I remember Maryh from when she used to post, although I didn't know her that well. I am 29 as well and have Type I brittle asthma, and have been ventilated on several occasions, so I can empathise with what Mary is going through. I can also imagine how difficult it must be for you - I have seen what my husband, my mum and the rest of the family go through when I am very unwell, and I know it is a great source of worry for them.

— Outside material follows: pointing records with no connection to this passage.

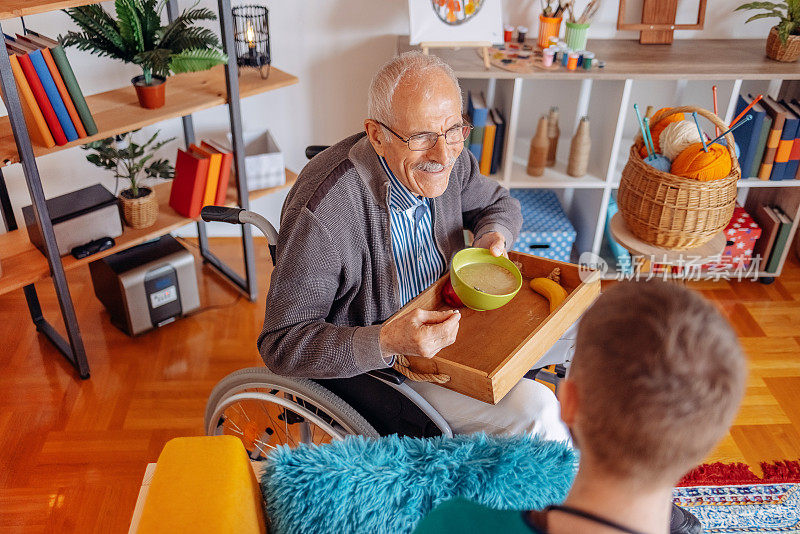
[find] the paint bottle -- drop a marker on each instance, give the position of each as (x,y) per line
(547,56)
(579,150)
(553,133)
(537,157)
(572,61)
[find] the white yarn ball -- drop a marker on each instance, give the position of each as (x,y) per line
(677,137)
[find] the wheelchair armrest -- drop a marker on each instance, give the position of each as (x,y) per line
(388,374)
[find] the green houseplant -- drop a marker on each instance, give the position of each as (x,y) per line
(137,36)
(133,162)
(783,42)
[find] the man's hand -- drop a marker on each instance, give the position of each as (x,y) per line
(420,333)
(494,241)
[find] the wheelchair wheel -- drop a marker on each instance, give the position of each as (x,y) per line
(266,410)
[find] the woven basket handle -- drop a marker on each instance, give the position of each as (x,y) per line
(716,121)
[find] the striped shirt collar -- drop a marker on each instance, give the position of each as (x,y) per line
(400,198)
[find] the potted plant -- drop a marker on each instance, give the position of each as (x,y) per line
(132,162)
(783,42)
(137,36)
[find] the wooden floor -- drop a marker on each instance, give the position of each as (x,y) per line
(73,452)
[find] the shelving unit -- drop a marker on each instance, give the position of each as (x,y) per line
(627,63)
(115,112)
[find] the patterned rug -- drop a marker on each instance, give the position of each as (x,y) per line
(731,498)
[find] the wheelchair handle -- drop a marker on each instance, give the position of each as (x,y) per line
(242,216)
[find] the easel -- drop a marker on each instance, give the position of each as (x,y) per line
(484,45)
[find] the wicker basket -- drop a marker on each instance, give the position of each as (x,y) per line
(672,212)
(782,52)
(140,212)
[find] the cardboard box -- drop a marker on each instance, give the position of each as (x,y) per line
(546,230)
(494,349)
(263,160)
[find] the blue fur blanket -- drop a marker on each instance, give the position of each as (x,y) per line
(389,484)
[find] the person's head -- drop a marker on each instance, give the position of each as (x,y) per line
(655,382)
(415,94)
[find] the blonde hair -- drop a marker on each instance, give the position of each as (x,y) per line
(659,375)
(388,78)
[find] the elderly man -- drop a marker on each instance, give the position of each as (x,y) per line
(374,220)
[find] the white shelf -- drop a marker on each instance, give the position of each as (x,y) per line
(553,178)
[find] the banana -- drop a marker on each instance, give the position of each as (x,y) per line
(550,289)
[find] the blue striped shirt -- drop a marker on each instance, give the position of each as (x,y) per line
(416,258)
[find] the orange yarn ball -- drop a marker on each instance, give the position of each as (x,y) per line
(656,129)
(695,163)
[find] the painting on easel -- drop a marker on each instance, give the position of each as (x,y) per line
(455,21)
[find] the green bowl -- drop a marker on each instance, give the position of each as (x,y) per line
(471,297)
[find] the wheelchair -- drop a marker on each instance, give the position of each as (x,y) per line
(266,410)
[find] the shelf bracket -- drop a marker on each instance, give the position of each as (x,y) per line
(75,352)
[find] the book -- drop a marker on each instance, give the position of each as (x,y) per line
(785,144)
(62,89)
(477,113)
(37,126)
(37,59)
(766,127)
(780,240)
(769,224)
(487,147)
(499,139)
(189,184)
(747,134)
(41,99)
(778,114)
(68,76)
(793,164)
(224,169)
(210,195)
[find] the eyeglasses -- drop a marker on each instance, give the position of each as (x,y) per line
(427,140)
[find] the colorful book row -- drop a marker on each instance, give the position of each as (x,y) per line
(487,139)
(52,101)
(769,145)
(201,178)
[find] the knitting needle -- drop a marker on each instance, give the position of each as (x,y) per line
(745,110)
(749,117)
(699,130)
(641,126)
(716,112)
(649,137)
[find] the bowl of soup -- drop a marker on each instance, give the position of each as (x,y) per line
(482,281)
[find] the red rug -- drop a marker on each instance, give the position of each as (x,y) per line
(731,499)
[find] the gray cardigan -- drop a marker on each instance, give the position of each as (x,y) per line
(335,280)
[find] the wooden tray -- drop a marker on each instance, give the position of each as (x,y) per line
(494,349)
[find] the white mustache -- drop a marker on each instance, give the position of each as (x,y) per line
(432,166)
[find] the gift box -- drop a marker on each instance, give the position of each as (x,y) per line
(741,234)
(546,230)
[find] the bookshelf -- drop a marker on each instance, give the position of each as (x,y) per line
(24,264)
(118,111)
(628,64)
(115,112)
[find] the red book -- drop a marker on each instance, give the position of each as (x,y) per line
(224,170)
(41,99)
(189,184)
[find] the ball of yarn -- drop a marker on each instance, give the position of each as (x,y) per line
(656,129)
(659,162)
(676,137)
(695,163)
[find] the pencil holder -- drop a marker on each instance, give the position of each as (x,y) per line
(575,35)
(548,27)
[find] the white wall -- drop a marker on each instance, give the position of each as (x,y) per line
(333,47)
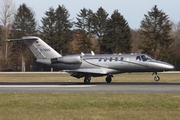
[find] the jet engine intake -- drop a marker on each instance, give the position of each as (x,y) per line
(73,59)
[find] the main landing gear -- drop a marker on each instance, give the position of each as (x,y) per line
(109,78)
(156,77)
(87,79)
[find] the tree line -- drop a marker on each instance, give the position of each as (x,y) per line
(98,31)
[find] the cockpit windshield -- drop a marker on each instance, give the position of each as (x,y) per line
(143,58)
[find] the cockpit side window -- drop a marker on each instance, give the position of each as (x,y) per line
(143,57)
(138,58)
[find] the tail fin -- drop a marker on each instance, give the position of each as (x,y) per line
(39,48)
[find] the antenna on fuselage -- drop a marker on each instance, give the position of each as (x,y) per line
(92,53)
(82,53)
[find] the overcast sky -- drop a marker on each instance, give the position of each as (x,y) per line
(132,10)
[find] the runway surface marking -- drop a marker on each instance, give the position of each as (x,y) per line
(45,86)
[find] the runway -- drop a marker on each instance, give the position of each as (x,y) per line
(135,87)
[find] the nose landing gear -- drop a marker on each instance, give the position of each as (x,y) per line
(156,77)
(109,78)
(87,79)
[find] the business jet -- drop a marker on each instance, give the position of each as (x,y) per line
(94,65)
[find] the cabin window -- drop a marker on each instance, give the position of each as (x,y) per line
(143,57)
(121,58)
(105,59)
(138,58)
(110,59)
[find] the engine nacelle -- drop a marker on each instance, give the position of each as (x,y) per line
(70,59)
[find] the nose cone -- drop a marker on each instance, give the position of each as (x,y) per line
(161,66)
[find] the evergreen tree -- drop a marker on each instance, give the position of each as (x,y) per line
(84,25)
(56,29)
(47,29)
(23,25)
(84,43)
(155,34)
(117,38)
(99,23)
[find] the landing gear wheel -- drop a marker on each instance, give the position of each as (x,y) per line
(87,79)
(156,78)
(108,79)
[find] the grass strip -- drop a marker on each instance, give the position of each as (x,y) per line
(89,106)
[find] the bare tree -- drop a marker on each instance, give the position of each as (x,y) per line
(7,10)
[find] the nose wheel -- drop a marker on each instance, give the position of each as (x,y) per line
(156,77)
(87,79)
(109,78)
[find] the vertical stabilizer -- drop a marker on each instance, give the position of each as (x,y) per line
(39,48)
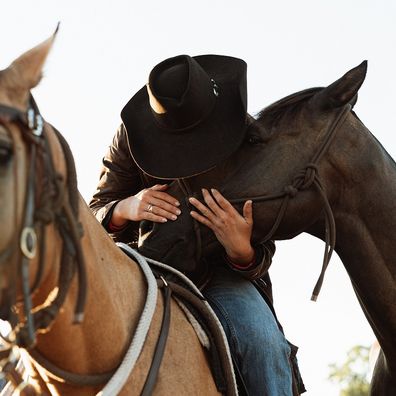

I think it is really difficult when you see someone struggling and they say they are okay and don't need any help. There aren't any easy answers I don't think. I know that at times in the past I have not been particularly sensible about seeking help early, and have done things which I have known will put me at risk. On the other hand, I have to live my life, and try to live some sort of meaningful life, and that means not always putting my lungs at the top of the list when it comes to decision-making. It is an extremely difficult balance to strike, and I won't claim to have it nailed, even after 11 or 12 years of brittle asthma. I have made mistakes in the past, both in doing too much and not seeking help quickly enough, and, on other occasions, in protecting myself too much and not doing things because I have been scared of how my asthma will respond. I sometimes (well, often, actually) feel that I would do anything, accept any restriction, to avoid being ventilated again - and then on other occasions I will find myself pushing things to the limits again. I see my life as being a balance between what is best for me as a person and what is best for my lungs - and the two are often not the same.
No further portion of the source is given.